Внешне как будто ничего не изменилось в его жизни. Он вставал так же рано, чуть свет, как вставал и раньше, потому что вместе со светом солнца начиналась его ежедневная жизнь, то есть живопись. Он упорно не хотел думать о войне, так как она его лично, художника Алексея Фомича Сыромолотова, совершенно не касалась: в армию взять его не могли - для этого он был уже стар, - поэтому он вполне мог бы смотреть на эту войну так же издали, со стороны, как смотрел на войну в Маньчжурии.

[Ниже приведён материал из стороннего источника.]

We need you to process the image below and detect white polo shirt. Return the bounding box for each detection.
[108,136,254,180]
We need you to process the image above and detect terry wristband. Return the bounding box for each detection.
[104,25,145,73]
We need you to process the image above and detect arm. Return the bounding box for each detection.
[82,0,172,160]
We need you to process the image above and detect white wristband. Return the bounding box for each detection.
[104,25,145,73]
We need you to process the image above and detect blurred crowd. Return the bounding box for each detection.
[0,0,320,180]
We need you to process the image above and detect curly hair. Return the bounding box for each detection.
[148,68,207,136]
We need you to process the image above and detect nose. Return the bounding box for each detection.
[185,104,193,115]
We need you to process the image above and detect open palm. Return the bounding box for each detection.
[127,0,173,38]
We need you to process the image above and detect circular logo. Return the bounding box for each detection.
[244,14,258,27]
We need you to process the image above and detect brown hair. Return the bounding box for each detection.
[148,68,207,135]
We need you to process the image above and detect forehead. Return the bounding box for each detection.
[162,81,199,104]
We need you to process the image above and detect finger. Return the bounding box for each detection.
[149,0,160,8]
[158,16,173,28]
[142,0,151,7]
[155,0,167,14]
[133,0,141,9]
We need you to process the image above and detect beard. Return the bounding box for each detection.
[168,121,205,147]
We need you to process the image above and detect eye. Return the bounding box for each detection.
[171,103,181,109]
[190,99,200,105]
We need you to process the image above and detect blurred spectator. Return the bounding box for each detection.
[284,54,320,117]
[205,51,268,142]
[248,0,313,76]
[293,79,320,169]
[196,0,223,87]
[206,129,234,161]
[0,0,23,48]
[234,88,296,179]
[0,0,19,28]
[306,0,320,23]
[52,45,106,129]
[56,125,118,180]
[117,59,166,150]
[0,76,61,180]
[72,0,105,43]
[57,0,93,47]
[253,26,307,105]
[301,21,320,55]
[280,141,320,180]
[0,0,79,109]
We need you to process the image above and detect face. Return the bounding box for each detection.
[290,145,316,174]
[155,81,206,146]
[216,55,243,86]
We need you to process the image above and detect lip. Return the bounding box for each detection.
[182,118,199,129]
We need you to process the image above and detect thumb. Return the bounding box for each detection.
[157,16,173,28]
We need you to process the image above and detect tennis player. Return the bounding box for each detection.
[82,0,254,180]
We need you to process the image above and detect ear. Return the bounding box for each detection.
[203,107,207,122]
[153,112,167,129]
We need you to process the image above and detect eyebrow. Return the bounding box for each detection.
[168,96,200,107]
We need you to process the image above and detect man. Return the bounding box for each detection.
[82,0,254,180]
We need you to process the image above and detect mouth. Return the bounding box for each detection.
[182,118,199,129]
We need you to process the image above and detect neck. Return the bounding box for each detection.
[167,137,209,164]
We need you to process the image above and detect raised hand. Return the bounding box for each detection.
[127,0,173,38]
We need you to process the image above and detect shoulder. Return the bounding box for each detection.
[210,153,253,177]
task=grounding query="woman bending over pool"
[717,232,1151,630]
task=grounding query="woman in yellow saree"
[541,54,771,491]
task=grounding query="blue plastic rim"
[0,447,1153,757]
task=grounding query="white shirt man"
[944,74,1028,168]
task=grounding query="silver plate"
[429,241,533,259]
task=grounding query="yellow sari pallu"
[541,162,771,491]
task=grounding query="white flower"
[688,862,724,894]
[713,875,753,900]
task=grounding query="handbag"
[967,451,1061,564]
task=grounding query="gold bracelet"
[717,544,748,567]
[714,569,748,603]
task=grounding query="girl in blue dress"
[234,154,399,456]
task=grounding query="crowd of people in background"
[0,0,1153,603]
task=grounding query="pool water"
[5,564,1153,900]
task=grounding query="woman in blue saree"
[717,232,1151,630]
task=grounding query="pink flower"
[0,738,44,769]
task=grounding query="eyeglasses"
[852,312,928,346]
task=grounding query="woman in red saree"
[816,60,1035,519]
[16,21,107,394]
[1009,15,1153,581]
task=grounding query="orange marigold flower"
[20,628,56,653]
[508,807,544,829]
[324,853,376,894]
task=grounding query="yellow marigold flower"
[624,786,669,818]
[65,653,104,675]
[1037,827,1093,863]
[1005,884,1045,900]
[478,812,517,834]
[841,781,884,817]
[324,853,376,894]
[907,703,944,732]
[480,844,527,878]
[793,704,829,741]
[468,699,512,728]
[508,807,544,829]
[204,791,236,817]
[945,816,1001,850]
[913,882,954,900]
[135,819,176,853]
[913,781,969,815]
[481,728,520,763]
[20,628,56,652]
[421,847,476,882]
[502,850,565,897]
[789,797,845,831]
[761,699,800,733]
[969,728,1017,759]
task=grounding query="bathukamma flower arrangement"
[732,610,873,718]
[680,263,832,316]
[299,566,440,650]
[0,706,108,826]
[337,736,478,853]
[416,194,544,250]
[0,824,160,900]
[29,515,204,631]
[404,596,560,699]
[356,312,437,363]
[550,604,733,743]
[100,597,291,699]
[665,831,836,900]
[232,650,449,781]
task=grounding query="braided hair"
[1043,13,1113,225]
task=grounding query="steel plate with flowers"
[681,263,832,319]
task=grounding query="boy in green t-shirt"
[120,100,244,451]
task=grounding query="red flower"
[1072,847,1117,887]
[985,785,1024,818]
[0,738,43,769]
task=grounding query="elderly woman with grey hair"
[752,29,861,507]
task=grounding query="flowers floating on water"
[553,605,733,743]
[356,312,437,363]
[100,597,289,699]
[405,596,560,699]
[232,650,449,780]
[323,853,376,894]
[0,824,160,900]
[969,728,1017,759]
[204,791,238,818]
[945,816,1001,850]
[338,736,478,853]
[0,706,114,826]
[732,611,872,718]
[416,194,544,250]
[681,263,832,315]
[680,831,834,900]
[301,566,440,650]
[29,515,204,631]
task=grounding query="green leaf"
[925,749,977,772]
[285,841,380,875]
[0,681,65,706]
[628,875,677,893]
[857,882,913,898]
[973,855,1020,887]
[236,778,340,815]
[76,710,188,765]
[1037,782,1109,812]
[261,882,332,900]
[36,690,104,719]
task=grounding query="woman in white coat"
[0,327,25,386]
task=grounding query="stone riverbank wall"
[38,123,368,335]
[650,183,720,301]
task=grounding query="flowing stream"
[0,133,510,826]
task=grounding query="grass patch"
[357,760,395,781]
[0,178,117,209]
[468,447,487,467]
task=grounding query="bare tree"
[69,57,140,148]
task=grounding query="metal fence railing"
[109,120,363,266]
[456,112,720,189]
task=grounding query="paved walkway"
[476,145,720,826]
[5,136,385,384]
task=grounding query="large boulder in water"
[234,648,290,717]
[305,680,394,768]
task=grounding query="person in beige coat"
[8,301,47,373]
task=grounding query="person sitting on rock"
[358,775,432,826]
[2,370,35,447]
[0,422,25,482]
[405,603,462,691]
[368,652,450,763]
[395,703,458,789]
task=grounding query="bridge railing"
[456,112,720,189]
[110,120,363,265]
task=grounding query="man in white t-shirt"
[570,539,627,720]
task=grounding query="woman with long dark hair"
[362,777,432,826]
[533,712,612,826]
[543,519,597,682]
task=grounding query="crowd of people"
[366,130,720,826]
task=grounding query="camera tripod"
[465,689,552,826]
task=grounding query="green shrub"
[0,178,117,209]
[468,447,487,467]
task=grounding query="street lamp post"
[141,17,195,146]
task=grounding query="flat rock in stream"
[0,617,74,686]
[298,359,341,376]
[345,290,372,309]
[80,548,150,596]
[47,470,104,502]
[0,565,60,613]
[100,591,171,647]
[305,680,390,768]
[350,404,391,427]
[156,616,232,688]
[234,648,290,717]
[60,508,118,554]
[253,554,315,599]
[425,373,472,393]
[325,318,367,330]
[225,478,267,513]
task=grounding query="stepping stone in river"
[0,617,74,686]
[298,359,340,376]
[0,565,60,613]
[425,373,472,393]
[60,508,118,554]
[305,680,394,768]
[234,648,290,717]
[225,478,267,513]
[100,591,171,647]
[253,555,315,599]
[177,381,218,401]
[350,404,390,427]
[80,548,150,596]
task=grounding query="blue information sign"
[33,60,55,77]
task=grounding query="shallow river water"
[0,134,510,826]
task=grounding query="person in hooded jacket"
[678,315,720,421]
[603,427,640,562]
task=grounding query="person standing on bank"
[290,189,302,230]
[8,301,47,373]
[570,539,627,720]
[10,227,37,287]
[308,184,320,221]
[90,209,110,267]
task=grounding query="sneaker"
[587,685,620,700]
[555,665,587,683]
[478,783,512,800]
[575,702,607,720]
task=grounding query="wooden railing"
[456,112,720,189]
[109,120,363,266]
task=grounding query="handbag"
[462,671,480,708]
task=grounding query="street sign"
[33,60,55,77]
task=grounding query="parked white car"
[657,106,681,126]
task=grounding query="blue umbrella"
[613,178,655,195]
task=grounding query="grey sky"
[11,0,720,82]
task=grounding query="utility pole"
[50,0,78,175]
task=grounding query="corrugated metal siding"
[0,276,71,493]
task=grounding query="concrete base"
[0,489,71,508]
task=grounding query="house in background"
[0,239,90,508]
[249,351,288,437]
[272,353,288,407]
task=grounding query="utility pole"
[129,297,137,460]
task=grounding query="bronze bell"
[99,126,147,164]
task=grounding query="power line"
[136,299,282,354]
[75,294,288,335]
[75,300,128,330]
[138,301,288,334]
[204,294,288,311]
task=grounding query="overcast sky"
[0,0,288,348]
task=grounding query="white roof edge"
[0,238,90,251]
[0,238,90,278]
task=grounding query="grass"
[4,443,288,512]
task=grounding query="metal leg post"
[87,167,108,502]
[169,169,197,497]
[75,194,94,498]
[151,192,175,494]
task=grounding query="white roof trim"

И, однако, привычно работая кистью, он, изумляясь самому себе, стал замечать, что его как будто держит кто-то за руку и делает его кисть бессильной.
Марья Гавриловна, его экономка, уходя по утрам на базар, неизменно приносила ему свежие газеты или даже экстренные выпуски телеграмм, и он, раньше вообще не читавший газет, не только не в состоянии был запретить ей это, но даже прочитывал все против своей воли.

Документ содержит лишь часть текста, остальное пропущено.